Choosing the Right Model Format
Selecting the correct model format depends on your hardware capabilities and memory constraints.
BF16 (Brain Float 16) – Use if BF16 acceleration is available
- A 16‑bit floating‑point format designed for faster computation while retaining good precision.
- Provides similar dynamic range as FP32 but with lower memory usage.
- Recommended if your hardware supports BF16 acceleration (check your device's specs).
- Ideal for high‑performance inference with reduced memory footprint compared to FP32.
📌 Use BF16 if:
✔ Your hardware has native BF16 support (e.g., newer GPUs, TPUs).
✔ You want higher precision while saving memory.
✔ You plan to requantize the model into another format.
📌 Avoid BF16 if:
❌ Your hardware does not support BF16 (it may fall back to FP32 and run slower).
❌ You need compatibility with older devices that lack BF16 optimization.
F16 (Float 16) – More widely supported than BF16
- A 16‑bit floating‑point high precision but with less range than BF16.
- Works on most devices with FP16 acceleration support (including many GPUs and some CPUs).
- Slightly lower numerical precision than BF16 but generally sufficient for inference.
📌 Use F16 if:
✔ Your hardware supports FP16 but not BF16.
✔ You need a balance between speed, memory usage, and accuracy.
✔ You are running on a GPU or another device optimized for FP16 computations.
📌 Avoid F16 if:
❌ Your device lacks native FP16 support (it may run slower than expected).
❌ You have memory limitations.
Hybrid Precision Models (e.g., bf16_q8_0
, f16_q4_K
) – Best of Both Worlds
These formats selectively quantize non‑essential layers while keeping key layers in full precision (e.g., attention and output layers).
- Named like
bf16_q8_0
(means full‑precision BF16 core layers + quantized Q8_0 other layers).
- Strike a balance between memory efficiency and accuracy, better than fully quantized models without requiring full BF16/F16.
📌 Use Hybrid Models if:
✔ You need better accuracy than quant‑only models but can’t afford full BF16/F16 everywhere.
✔ Your device supports mixed‑precision inference.
✔ You want to optimize trade‑offs for production‑grade models on constrained hardware.
📌 Avoid Hybrid Models if:
❌ Your target device doesn’t support mixed or full‑precision acceleration.
❌ You are operating under ultra‑strict memory limits (use fully quantized formats instead).
Quantized Models (Q4_K, Q6_K, Q8, etc.) – For CPU & Low‑VRAM Inference
Quantization reduces model size and memory usage while maintaining as much accuracy as possible.

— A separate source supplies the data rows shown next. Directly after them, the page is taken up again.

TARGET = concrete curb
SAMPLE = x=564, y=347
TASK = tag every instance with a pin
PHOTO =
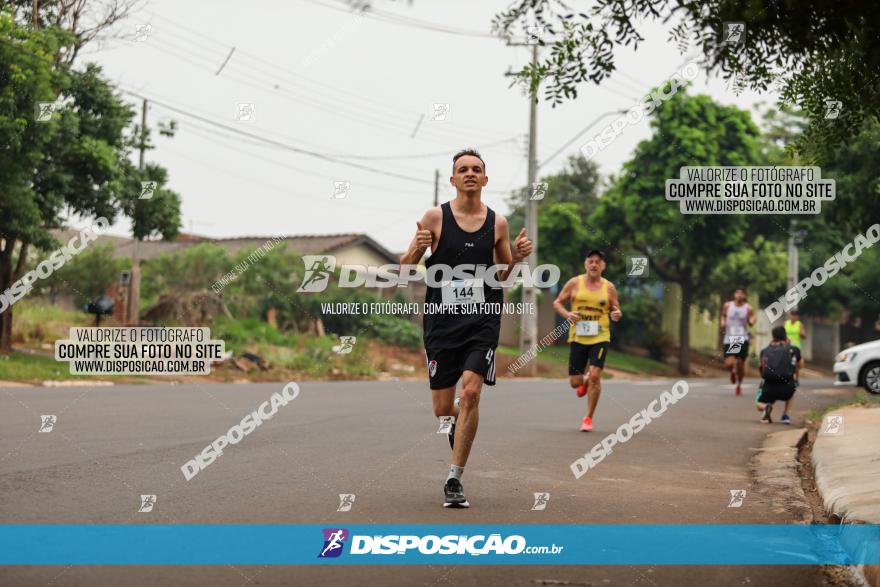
x=775, y=467
x=847, y=471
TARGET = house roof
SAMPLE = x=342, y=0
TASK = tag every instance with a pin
x=306, y=244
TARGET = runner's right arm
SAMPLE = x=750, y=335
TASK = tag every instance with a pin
x=562, y=298
x=427, y=231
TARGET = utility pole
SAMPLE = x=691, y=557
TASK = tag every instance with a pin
x=134, y=296
x=795, y=237
x=792, y=254
x=529, y=323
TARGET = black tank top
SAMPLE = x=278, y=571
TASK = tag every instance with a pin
x=457, y=247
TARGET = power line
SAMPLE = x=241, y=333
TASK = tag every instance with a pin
x=335, y=92
x=392, y=18
x=286, y=146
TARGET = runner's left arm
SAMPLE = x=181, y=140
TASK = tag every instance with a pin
x=614, y=302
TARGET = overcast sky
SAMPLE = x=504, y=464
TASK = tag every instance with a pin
x=354, y=88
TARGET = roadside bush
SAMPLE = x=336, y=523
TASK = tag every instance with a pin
x=642, y=322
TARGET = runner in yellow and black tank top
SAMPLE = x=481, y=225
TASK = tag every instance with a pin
x=594, y=304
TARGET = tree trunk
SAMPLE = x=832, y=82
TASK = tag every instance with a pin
x=8, y=275
x=5, y=282
x=684, y=330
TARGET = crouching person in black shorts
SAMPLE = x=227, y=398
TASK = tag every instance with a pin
x=780, y=362
x=460, y=343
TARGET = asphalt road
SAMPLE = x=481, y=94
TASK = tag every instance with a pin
x=378, y=440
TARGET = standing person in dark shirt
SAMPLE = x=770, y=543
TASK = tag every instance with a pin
x=780, y=362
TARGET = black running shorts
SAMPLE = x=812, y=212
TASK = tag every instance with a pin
x=742, y=353
x=445, y=366
x=769, y=392
x=581, y=354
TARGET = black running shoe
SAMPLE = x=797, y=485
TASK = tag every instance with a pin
x=455, y=494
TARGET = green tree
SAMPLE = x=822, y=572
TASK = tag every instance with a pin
x=578, y=183
x=77, y=162
x=563, y=226
x=683, y=249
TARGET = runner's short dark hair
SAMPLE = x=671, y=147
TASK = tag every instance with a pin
x=472, y=153
x=779, y=333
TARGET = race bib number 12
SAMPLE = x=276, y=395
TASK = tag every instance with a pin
x=587, y=328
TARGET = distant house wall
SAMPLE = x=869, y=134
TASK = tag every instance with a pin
x=511, y=323
x=358, y=254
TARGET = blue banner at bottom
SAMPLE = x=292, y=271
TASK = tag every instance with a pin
x=423, y=544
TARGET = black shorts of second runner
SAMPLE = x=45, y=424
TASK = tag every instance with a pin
x=742, y=354
x=445, y=366
x=769, y=392
x=581, y=354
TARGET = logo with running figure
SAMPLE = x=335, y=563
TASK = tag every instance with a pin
x=47, y=423
x=832, y=109
x=638, y=267
x=737, y=497
x=319, y=268
x=539, y=190
x=735, y=344
x=541, y=500
x=147, y=503
x=833, y=425
x=346, y=345
x=346, y=500
x=734, y=32
x=334, y=541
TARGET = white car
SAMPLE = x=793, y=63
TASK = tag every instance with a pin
x=859, y=365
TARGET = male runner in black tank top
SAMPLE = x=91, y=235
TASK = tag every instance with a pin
x=458, y=344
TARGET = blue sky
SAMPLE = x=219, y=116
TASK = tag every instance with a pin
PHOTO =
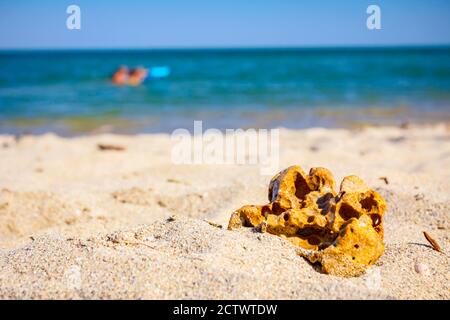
x=226, y=23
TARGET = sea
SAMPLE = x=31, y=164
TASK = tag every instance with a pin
x=69, y=92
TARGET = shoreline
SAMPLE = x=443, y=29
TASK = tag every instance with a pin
x=80, y=222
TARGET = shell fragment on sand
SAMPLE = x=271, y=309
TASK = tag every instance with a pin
x=341, y=231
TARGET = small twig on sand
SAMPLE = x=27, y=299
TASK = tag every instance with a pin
x=106, y=147
x=214, y=224
x=433, y=242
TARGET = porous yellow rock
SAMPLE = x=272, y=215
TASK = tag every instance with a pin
x=341, y=231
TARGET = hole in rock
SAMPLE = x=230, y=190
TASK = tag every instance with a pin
x=347, y=212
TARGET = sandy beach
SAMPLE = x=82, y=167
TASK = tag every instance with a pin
x=78, y=222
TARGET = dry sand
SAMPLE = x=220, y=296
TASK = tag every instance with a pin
x=77, y=222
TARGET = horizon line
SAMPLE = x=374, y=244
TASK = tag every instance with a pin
x=262, y=47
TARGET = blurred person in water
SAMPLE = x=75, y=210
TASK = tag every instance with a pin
x=137, y=76
x=120, y=76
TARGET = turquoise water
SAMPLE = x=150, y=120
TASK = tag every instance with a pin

- Lower‑bit models (Q4_K) → Best for minimal memory usage, may have lower precision.
- Higher‑bit models (Q6_K, Q8_0) → Better accuracy, requires more memory.
📌 Use Quantized Models if:
✔ You are running inference on a CPU and need an optimized model.
✔ Your device has low VRAM and cannot load full‑precision models.
✔ You want to reduce memory footprint while keeping reasonable accuracy.
📌 Avoid Quantized Models if:
❌ You need maximum accuracy (full‑precision models are better for this).
❌ Your hardware has enough VRAM for higher‑precision formats (BF16/F16).
Very Low‑Bit Quantization (IQ3_XS, IQ3_S, IQ3_M, Q4_K, Q4_0)
Optimized for very high memory efficiency, ideal for low‑power devices or large‑scale deployments where memory is critical.
- IQ3_XS: Ultra‑low‑bit (3‑bit), very high memory efficiency – use when even Q4_K is too large.
- IQ3_S: Slightly less aggressive than XS – use on low‑memory devices.
- IQ3_M: Medium block size – better accuracy than IQ3_S.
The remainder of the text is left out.